第百七十七話

「―――サリーナ、それは」


「わかってるよ。これはここだけの話だからね他言無用で頼むね。第一、あの子達が折角選んでくれたものだからね。例えこれに嫌われても使い続けるよ」


 それに単純にそれだけという訳でもない。だって多分ここまでくればもはや運命というか宿命なのだろう。

 そんな事を思いつつ握ったニブルヘイムの柄は不思議な事にほんの少しだけさっきよりも暖かいような感じがした。

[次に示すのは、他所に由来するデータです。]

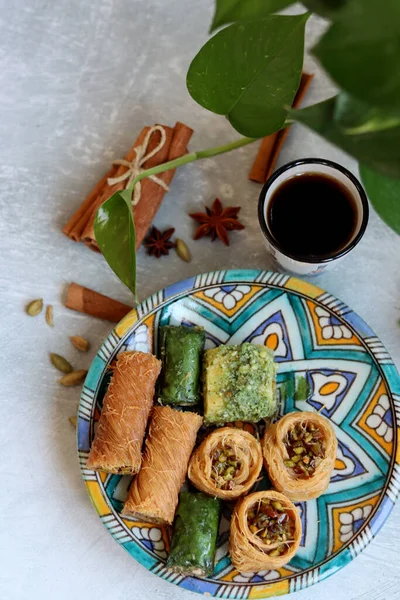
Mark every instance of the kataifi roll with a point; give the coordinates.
(226, 464)
(299, 454)
(265, 532)
(153, 495)
(117, 445)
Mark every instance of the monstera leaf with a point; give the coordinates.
(361, 51)
(364, 132)
(115, 234)
(384, 194)
(250, 72)
(232, 11)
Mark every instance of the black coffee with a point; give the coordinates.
(312, 215)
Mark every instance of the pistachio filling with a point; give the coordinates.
(224, 467)
(272, 524)
(305, 446)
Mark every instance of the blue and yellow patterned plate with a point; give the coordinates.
(328, 359)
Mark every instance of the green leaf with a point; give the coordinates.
(115, 234)
(357, 129)
(384, 195)
(231, 11)
(250, 71)
(325, 8)
(361, 52)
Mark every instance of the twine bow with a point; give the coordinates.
(134, 167)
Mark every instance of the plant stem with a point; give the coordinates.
(191, 157)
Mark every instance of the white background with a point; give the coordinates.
(78, 82)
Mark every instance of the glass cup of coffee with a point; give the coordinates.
(312, 212)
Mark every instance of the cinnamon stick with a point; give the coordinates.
(268, 153)
(153, 194)
(81, 225)
(92, 303)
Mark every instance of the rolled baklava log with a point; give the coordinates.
(265, 532)
(117, 445)
(180, 349)
(226, 464)
(153, 495)
(194, 541)
(299, 455)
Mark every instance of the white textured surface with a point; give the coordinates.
(78, 81)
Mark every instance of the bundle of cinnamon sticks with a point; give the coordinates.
(270, 147)
(81, 225)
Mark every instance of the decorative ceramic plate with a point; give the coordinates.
(329, 360)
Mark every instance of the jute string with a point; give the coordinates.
(134, 167)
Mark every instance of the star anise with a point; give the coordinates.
(158, 243)
(217, 221)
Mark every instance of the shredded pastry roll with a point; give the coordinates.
(153, 495)
(299, 454)
(117, 445)
(226, 464)
(265, 532)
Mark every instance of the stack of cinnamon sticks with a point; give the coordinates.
(81, 225)
(268, 153)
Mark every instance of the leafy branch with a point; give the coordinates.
(250, 70)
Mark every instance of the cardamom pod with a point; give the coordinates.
(80, 343)
(35, 307)
(60, 363)
(49, 315)
(183, 251)
(73, 378)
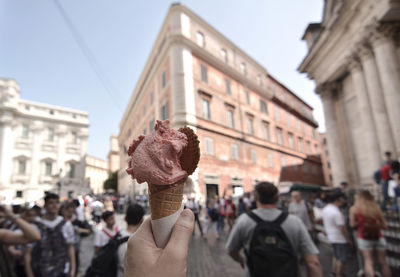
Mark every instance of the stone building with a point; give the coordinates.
(96, 172)
(353, 57)
(42, 147)
(326, 162)
(248, 123)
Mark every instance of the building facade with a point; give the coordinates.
(249, 124)
(353, 58)
(42, 147)
(326, 163)
(96, 172)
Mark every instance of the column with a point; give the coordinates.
(387, 63)
(369, 158)
(332, 132)
(379, 111)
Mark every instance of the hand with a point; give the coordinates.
(7, 212)
(143, 258)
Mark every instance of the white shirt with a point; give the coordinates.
(101, 238)
(333, 219)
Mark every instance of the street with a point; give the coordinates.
(208, 256)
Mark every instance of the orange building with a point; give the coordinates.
(250, 126)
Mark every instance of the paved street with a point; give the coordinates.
(207, 256)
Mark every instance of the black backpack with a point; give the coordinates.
(105, 262)
(271, 253)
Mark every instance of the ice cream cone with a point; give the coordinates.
(165, 200)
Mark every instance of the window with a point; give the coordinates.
(21, 167)
(277, 114)
(50, 134)
(224, 55)
(164, 111)
(308, 147)
(228, 86)
(300, 142)
(234, 152)
(266, 131)
(291, 141)
(243, 69)
(251, 126)
(151, 98)
(283, 161)
(200, 39)
(259, 81)
(263, 107)
(74, 137)
(206, 109)
(247, 97)
(279, 136)
(204, 75)
(253, 156)
(209, 146)
(71, 170)
(48, 166)
(270, 160)
(163, 79)
(25, 131)
(231, 119)
(151, 126)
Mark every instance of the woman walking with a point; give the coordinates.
(367, 217)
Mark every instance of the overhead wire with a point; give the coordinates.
(88, 55)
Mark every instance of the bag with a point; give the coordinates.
(50, 254)
(271, 253)
(213, 213)
(105, 263)
(371, 229)
(377, 176)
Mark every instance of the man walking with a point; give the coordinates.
(335, 228)
(278, 229)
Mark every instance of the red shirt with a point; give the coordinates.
(385, 172)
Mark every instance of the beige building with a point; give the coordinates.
(113, 154)
(353, 58)
(250, 125)
(96, 172)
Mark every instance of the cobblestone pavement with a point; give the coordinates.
(208, 257)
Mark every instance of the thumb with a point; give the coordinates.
(179, 242)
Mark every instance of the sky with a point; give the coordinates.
(38, 50)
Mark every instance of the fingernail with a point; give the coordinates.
(187, 215)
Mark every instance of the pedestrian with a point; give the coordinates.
(54, 254)
(133, 218)
(211, 218)
(194, 206)
(335, 228)
(298, 207)
(26, 234)
(277, 253)
(366, 216)
(107, 232)
(241, 207)
(230, 208)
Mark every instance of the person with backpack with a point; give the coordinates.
(272, 239)
(134, 218)
(336, 230)
(54, 254)
(366, 216)
(106, 233)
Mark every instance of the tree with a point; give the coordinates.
(111, 182)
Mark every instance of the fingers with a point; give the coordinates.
(179, 241)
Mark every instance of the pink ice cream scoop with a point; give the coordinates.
(155, 158)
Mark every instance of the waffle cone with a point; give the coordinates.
(165, 200)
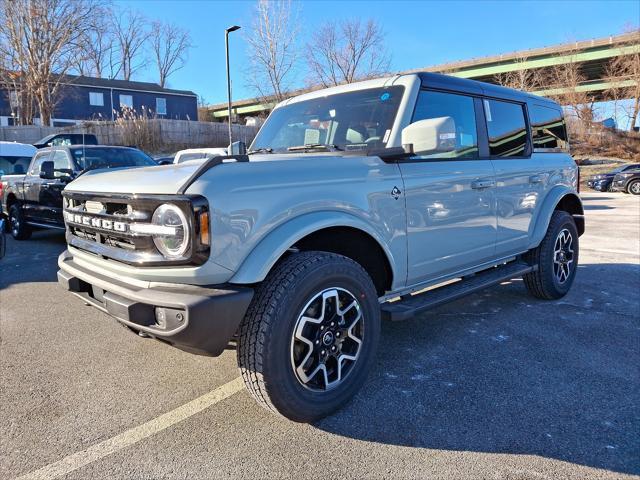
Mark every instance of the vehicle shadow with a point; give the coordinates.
(33, 260)
(502, 372)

「それに、言った通り結局のところ私の意思だから。そこさえ間違わなければこの剣は何人何十人の命を救う事も出来る」


 改めて中庭に出るとさっきまでとは打って変わって晴れやか気分に包まれる。気の持ちようだけなのかもしれないけれど、それでもやはり衣服の存在は大きいのだろう。


「ふふ、衣装が変わると気分も変わりますよね。では私も着替えてきますのでしばらくお待ちを」


 たまに、本当にたまにこういうことがある。

 彼女に限った話では無いけれどこういうことが。多分、私が思っている以上に私の感情は表情に出るのだろう。

 でも、だからこそでよかった。今はまだ、今の私では到底向き合うことなんて出来ないから。必ず向き合うって覚悟するから罪を贖って罰を受け入れるから、その時にはどれだけ過酷であろうとも二度と逃げないって誓うから、もう少しだけ今を楽しませて欲しい。

 本当に自分勝手だって分かってる。それでももう少しだけ時間が欲しいから、ごめんね。


「……許しを乞うつもりは無いけれど、なんて都合のいい言い訳だよね」


 ため息を飲み込んで中庭に設置されているベンチに座る。見上げれば吹き抜けの向こうでただただ澄んだ青空が広がっている。

 きっと、これは一生消えることは無いのだろうし消すことも出来ないのだろう。とはいえこれは私だけに言えたことではないのだろうな、なんて不意に思う。世界に不変も当たり前も無いなんて当たり前のことなのに人はそれを無意識に忘れてしまっているのだから。


「また、難しい顔をしていますね」


「終わったの、ルー……ナ?」


 声に合わせて振り向いた先には確かにルーナが居た。ただ、その服装は普段の彼女からは全くもって想像のできないもの、ではあったけれど私からするととても馴染みの深いものだった。


「どーですか? サリーナとお揃いですよ」


 ルーナが着ていたのは私のいつもの冒険者服、黒のショートパンツに白のブラウス。クルクル回って私にそれを見せつける彼女を見てふと思ったのは「あれ? この服装少し恥ずかしいかも」、というもの。

 客観的に見るとルーナにはすごく似合っていると思うわけだけれど自分には少し不釣り合いのようなそんな気がしてならない。


「……うん、似合ってるよ」


「むぅ、なんか歯切れ悪くないですか? 折角念願のサリーナスタイルなのに……」


 なんていうか、今聞き捨てならない単語が聞こえた気がした。